While it was too early to judge the full impact of the cap, Cave said, he’d been surprised by the initial response from consumers and suppliers.
Speaking at the Utility Week Energy Summit 2019 last week, he noted that, contrary to fears from consumer groups, the price cap hadn’t caused consumer complacency or dampened enthusiasm for switching.
“The rate of switching doesn’t seem to have abated—in fact, if anything, it has been the opposite,” Cave said.
Recent data has shown that electricity switches are up 18% in 2019. April was the most active month for energy switching ever recorded, with 668,371 electricity customers moving to a new supplier.
Cave was also surprised that “the gap between the now capped standard variable (SVT) rate and the cheapest tariffs on the market seems to have remained pretty constant.” That countered worries that suppliers would raise the price of fixed rate tariffs as those on default tariffs were capped.
While the energy cap has been criticised for providing little protection for consumers, especially after it was hiked by £117 from April, Cave said it had been successful in limiting prices.
“It clearly did have the effect of bringing down prices on 1 January and we believe that reduction has been continued subsequently despite the change in energy prices.”
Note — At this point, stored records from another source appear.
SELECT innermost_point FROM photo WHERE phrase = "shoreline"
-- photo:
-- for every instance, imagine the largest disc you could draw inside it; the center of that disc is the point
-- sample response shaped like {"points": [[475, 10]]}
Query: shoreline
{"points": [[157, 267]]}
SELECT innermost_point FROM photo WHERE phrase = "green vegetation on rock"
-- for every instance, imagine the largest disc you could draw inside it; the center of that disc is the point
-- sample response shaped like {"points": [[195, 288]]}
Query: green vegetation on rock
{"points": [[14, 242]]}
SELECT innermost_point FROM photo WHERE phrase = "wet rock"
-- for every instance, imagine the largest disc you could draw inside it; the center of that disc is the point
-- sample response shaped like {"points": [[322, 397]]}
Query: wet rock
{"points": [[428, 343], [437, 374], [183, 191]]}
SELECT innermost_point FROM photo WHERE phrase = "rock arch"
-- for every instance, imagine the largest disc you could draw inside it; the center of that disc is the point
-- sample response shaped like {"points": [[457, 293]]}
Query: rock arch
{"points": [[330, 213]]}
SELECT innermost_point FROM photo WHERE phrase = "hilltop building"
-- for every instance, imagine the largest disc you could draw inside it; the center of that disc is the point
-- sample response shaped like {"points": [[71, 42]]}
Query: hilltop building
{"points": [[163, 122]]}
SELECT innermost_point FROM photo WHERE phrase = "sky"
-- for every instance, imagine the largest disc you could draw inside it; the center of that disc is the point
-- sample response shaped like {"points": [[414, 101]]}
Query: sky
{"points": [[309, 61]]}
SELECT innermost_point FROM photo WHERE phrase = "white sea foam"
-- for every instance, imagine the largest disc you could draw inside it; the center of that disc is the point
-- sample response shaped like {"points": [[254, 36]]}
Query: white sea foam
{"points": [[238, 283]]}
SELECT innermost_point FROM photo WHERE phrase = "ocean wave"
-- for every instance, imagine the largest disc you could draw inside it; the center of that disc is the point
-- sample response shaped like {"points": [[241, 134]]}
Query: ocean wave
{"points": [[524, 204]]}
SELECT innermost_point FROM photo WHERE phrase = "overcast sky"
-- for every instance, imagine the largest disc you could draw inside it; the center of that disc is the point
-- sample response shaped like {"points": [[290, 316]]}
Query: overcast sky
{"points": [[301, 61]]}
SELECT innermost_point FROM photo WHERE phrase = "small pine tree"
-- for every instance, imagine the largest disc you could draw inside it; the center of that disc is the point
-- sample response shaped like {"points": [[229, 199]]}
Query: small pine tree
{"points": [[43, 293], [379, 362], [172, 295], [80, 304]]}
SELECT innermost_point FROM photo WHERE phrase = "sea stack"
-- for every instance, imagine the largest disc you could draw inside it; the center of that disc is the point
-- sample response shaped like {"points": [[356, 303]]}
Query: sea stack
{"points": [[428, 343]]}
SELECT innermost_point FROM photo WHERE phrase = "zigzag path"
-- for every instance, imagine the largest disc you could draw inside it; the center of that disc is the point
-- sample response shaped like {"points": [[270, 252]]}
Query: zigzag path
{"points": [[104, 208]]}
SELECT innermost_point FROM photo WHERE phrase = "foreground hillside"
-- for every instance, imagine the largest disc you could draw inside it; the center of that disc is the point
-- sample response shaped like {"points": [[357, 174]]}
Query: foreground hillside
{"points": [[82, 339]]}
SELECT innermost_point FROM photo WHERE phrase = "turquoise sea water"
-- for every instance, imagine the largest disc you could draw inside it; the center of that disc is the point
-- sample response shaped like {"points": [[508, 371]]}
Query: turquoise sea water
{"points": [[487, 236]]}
However, Eon-UK chief executive Michael Lewis, also speaking at the summit, said it “critical” that the price cap be reviewed “as quickly as possible.”
“The price cap took a very large amount of money out of the industry at a time when we are expected to invest an enormous amount of money backing smart meter rollouts, the IT systems to enable that and into renewables.”
He also said it was “regressive” to continuing loading policy costs onto energy bills and said instead their costs should be shared through general taxation.
“The UK Energy Research Centre produced a report that showed if you were to take all policy costs out of energy bills today that would be a net gain of 70% for consumers and a very significant reduction for the most vulnerable customers,” he said.
“We have to look at these redistributive effects if we’re going to take this transition where it needs to go and bring everybody with us.”
Lewis said that in his view, “we have a very competitive market which serves most customers very well.”
Cave said that while Ofgem could advise the government about whether the market had reached a stage where the cap wasn’t necessary, the decision about its future was ultimately the secretary of state’s.
However, he noted that Ofgem has launched a consultation into the price cap and said the industry would get a chance to weigh in on it next year.
The cap is currently expected to be in place until 2023, with biannual adjustments, in April and October.
More than two-thirds of consumers (68%) believe the cap should remain, according to a survey taken by Utility Week last month. That’s similar to the figure (67%) who felt the price cap should have been introduced. However, under a third (31%) of those surveyed felt the cap had resulted in a fairer energy bills for them personally.